Nieuws
2 juli 2025

Arnold Michielsen: ‘Besturen is ook veel netwerken en met de juiste mensen praten’

Na tientallen jaren bestuurswerk neemt Arnold Michielsen afscheid van LTO Noord. In de loop der jaren heeft hij zich beziggehouden met uiteenlopende onderwerpen: van pachtprijzen en windmolens tot bodemkwaliteit en glasvezel. In dit gesprek blikt Michielsen terug op de dossiers die hem bezighielden en op de lessen die hij leerde als belangenbehartiger in Flevoland.

Arnold Michielsen in een weiland.

Arnold Michielsen was al op jonge leeftijd bestuurlijk actief. Eerst bij de plaatselijke voetbalvereniging in Dronten, later zette hij zich jarenlang in voor de motorsport. ‘We organiseerden enduro’s, superbike en strandraces. Zelf reed ik ook motor, maar toen mijn vader onverwacht een hartaanval kreeg, ben ik mij meer gaan richten op het bedrijf.’
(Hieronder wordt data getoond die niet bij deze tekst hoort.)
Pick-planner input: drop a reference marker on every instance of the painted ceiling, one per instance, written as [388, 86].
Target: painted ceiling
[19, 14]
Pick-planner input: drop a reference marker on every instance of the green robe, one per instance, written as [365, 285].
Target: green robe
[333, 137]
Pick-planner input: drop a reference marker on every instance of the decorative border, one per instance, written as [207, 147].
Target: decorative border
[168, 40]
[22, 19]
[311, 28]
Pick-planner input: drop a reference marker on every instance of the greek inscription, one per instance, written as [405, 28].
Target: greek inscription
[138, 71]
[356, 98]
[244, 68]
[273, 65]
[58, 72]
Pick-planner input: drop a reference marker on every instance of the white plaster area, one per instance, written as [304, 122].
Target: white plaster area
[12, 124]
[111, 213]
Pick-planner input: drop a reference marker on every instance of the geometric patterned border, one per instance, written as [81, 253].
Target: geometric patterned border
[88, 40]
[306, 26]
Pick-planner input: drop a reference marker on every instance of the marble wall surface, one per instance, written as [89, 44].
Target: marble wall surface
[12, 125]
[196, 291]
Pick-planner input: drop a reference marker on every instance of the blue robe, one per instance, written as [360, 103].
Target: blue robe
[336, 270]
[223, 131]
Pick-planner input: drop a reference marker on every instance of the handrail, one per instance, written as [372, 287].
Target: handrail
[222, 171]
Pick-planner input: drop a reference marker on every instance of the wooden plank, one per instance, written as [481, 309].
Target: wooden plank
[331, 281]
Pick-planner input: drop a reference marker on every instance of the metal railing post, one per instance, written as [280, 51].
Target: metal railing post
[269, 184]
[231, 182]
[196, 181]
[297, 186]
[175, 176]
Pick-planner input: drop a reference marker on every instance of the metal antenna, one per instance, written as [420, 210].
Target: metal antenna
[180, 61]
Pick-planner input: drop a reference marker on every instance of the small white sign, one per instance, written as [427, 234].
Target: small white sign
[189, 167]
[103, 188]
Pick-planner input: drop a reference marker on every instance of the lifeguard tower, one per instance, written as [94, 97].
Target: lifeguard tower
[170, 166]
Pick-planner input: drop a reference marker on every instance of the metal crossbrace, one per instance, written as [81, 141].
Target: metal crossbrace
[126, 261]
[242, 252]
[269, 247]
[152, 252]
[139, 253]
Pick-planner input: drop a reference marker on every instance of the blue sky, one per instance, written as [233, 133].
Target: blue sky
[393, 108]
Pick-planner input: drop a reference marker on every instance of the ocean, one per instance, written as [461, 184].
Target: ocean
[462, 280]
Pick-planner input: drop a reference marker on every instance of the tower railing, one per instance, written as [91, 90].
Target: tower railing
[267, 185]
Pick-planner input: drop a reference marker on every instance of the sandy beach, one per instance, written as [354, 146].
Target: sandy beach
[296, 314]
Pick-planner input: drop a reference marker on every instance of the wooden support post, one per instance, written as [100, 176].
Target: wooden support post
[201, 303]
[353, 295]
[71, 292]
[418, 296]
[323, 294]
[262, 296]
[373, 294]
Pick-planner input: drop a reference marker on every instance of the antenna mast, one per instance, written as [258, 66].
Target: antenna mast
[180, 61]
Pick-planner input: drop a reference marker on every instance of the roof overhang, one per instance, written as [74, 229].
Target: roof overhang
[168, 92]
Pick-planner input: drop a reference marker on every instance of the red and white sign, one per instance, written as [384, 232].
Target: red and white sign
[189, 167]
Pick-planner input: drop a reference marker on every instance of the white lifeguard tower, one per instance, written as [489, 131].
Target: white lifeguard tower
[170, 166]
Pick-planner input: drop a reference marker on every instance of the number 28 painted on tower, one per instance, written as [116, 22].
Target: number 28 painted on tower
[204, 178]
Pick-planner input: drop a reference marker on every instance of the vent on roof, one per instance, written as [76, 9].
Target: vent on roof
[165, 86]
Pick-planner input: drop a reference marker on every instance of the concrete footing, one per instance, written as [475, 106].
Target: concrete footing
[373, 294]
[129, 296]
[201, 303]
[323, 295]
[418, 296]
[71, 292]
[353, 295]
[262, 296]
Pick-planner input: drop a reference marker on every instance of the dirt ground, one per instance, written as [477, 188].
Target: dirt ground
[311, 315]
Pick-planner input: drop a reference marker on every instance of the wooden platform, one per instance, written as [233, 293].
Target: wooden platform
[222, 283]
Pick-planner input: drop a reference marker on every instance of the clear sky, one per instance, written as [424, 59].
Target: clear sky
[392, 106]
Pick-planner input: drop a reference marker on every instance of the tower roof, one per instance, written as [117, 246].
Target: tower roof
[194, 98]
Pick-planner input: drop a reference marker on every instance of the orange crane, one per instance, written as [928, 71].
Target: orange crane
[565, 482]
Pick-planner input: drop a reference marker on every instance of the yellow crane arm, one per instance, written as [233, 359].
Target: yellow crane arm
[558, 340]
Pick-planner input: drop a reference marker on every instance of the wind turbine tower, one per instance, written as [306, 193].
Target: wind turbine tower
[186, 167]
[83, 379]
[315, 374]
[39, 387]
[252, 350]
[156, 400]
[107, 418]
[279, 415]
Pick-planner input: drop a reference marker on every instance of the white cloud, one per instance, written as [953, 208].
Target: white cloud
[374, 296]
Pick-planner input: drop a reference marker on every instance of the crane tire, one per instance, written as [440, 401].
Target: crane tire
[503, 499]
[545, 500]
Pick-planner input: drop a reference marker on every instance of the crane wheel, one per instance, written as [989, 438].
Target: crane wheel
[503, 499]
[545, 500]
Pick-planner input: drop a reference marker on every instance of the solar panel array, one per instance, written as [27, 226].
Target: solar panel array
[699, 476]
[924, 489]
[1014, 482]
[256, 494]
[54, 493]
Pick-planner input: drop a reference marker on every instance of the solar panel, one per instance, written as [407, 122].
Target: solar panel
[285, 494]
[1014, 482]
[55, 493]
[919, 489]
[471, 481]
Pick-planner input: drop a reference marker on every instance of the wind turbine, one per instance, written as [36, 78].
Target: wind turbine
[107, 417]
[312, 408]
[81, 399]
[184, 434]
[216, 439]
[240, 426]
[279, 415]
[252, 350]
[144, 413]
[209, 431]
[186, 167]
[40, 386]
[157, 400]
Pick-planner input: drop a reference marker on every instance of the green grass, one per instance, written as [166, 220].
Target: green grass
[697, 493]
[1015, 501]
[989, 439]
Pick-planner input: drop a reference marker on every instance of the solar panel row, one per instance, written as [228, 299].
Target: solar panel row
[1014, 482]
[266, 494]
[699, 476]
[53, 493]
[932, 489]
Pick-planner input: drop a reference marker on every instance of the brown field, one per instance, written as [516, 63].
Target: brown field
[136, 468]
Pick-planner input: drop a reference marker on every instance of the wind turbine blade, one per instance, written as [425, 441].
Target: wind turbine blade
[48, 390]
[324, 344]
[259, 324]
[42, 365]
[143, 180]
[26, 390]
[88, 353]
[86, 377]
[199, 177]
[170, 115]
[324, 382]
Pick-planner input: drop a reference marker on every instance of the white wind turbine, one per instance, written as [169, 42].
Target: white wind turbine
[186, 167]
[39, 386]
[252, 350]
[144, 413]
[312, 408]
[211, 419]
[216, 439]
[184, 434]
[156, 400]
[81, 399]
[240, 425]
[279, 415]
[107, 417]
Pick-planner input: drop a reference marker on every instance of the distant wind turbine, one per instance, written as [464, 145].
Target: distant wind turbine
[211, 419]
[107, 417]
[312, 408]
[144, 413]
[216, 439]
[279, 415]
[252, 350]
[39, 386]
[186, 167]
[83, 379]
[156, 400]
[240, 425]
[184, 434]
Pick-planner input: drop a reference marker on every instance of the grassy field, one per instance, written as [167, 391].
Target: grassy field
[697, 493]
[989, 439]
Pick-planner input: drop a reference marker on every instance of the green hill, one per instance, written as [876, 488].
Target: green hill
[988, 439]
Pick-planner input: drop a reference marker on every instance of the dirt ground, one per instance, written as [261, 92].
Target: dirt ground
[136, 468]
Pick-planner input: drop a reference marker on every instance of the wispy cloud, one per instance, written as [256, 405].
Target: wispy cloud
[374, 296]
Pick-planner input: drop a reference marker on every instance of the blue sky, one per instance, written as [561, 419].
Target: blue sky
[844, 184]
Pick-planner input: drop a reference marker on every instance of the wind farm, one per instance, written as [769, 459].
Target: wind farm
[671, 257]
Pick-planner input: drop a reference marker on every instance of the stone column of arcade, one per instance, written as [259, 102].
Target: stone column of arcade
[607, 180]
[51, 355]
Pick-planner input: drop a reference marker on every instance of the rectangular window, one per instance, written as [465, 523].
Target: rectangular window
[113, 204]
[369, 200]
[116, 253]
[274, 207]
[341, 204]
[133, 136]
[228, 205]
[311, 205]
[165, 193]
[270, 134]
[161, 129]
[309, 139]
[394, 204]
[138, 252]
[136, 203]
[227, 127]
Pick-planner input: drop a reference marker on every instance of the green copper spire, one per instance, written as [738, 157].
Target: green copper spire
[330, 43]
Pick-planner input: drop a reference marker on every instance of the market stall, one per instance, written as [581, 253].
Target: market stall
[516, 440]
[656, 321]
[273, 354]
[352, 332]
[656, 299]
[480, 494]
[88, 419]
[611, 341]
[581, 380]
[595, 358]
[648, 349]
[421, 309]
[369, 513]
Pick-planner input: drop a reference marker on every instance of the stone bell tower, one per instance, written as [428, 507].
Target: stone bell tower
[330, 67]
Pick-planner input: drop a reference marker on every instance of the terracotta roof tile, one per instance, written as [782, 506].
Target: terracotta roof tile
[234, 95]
Kort daarna kwam het bestuurswerk in de landbouw op zijn pad. Via ABTB, FLTO tot het huidige LTO Noord. Al die fusies heeft hij van dichtbij meegemaakt.
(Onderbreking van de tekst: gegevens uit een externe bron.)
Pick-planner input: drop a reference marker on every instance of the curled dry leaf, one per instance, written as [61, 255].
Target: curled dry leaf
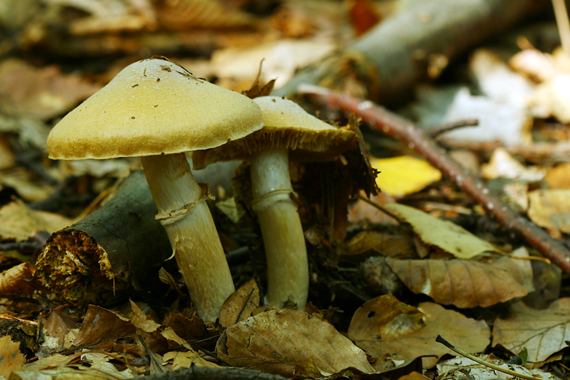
[240, 305]
[142, 321]
[41, 93]
[541, 332]
[465, 283]
[17, 281]
[200, 14]
[385, 327]
[442, 234]
[290, 343]
[101, 325]
[550, 209]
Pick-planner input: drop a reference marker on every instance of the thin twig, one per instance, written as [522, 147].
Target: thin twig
[384, 121]
[561, 15]
[438, 131]
[439, 339]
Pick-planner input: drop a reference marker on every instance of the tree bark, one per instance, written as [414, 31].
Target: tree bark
[118, 248]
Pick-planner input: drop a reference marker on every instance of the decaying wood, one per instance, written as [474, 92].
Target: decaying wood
[384, 121]
[417, 43]
[117, 248]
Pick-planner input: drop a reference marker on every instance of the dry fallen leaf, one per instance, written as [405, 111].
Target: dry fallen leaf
[101, 325]
[385, 327]
[550, 209]
[442, 234]
[465, 283]
[559, 176]
[142, 321]
[11, 359]
[503, 165]
[240, 305]
[290, 343]
[455, 368]
[541, 332]
[42, 93]
[19, 222]
[187, 359]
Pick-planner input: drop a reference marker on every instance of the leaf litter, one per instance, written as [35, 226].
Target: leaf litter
[445, 279]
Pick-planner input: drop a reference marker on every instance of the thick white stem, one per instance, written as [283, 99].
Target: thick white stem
[191, 230]
[287, 264]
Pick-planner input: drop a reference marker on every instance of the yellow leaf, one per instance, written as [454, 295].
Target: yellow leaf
[404, 175]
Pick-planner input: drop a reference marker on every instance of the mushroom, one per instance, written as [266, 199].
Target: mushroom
[289, 132]
[156, 110]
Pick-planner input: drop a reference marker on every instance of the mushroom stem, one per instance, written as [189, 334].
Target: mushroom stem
[191, 230]
[285, 249]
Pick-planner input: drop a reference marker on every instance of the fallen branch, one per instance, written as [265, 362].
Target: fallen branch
[413, 44]
[384, 121]
[115, 249]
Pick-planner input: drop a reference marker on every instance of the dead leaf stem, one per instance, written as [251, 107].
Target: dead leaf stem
[384, 121]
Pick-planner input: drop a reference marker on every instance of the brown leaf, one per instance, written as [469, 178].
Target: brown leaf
[57, 332]
[464, 283]
[290, 343]
[186, 325]
[17, 280]
[11, 359]
[41, 93]
[240, 305]
[550, 209]
[363, 15]
[101, 325]
[185, 15]
[19, 222]
[142, 321]
[541, 332]
[385, 327]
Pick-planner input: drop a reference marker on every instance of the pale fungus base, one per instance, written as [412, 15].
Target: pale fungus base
[183, 212]
[157, 110]
[284, 240]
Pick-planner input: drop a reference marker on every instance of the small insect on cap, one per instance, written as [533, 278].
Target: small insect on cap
[153, 107]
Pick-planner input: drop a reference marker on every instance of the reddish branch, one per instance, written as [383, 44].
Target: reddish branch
[393, 125]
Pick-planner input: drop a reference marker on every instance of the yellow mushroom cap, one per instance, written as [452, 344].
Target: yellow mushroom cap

Waarom besloot u zich actief in te zetten?

‘Ik vind het belangrijk dat boeren zich organiseren en hun stem laten horen. Ik zag dingen gebeuren waarvan ik dacht: dit kan beter. Zo speelden er in Flevoland destijds veel discussies over windmolens. Iedereen wilde er wel een op het eigen perceel, wat leidde tot wildgroei en spanningen tussen buren.’

‘Binnen de afdeling Dronten zijn we gaan nadenken, om als sector met een beter voorstel te komen. Zo ontstond het idee voor lijnopstellingen en participatiemodellen, waarbij meer boeren konden meeprofiteren. De provincie heeft die plannen uitgewerkt, waarbij de lasten en lusten eerlijker werden verdeeld.’

Vereist belangenbehartiging volgens u een bepaalde aanpak?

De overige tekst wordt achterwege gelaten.